Désormais, l’Iran a trois alliés dans la région : la Turquie, le Liban et la Syrie. L’Iran pourrait bien en avoir un cinquième lorsque le dernier soldat américain aura quitté l’Irak, pour la plus grande joie d’Obama. L’Occident a encore, outre Israël, deux pays de son côté : la Jordanie et l’Arabie Saoudite. Le roi de Jordanie vient de remanier son gouvernement et d’y faire entrer un islamiste : si des élections avaient lieu dans le pays, les islamistes gagneraient haut la main. L’Arabie Saoudite est très fragilisée. Elle finance l’intégrisme hors de ses frontières. Elle est dirigée par des octogénaires. Des bateaux de guerre iraniens viennent désormais mouiller dans ses ports, sur la Mer rouge, pas très loin de l’entrée du canal de Suez.

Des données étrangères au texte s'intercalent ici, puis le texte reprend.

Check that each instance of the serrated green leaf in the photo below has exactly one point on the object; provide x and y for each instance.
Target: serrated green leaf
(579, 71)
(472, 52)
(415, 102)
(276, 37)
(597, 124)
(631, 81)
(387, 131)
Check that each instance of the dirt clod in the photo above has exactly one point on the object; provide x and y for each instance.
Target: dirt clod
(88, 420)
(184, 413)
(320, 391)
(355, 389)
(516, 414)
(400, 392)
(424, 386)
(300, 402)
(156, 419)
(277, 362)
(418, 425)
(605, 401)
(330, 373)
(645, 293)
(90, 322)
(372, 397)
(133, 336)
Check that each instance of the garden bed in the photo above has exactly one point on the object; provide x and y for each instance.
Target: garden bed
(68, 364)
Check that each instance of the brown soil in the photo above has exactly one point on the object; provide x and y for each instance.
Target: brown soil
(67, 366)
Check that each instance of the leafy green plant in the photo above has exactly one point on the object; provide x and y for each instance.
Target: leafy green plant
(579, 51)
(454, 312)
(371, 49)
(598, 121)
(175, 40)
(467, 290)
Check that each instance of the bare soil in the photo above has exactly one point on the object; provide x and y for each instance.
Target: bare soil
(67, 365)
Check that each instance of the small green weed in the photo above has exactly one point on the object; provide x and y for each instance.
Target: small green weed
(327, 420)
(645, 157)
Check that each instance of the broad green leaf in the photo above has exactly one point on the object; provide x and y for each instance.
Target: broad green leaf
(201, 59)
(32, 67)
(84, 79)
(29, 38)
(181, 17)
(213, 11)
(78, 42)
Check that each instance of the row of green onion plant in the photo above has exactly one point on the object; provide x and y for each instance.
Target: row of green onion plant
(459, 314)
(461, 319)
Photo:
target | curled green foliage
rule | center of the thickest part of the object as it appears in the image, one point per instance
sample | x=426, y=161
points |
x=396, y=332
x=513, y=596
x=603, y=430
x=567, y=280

Israël risque fort de se trouver bientôt seul. Cela ne dérangera pas grand monde en Europe : l’Europe fait-elle encore partie de l’Occident ? Elle ressemble de plus en plus à une terre de soumission. La situation d’Israël dérangera le camp conservateur aux Etats-Unis, mais la Maison Blanche est occupée par un homme qui se souvient qu’il vient de l’extrême gauche et de l’islam. Et, du côté des conservateurs, des divisions sont apparues ces derniers temps : certains, tels Bill Kristol, pensent qu’Obama a fait ce qu’il fallait, en Egypte, et s’imaginent que la liberté est aux portes du Caire. D’autres sont d’un avis différent, heureusement, mais ce type de divisions sert l’occupant de la Maison Blanche. Ce genre de division doit aussi beaucoup intéresser les islamistes.  Pour ce qui me concerne, elles me consternent. Et au train où vont les choses, je me demande sérieusement où le monde en sera dans deux ans ; Apocalypse 2012 ?

Comme je l’ai déjà écrit, l’année 2011 va être une année très prometteuses pour ceux qui aiment les sueurs froides. Pour ceux qui aiment Obama, ce sera une bien belle année, j’en suis sûr… « Welcome to his world ». Bienvenue dans son monde.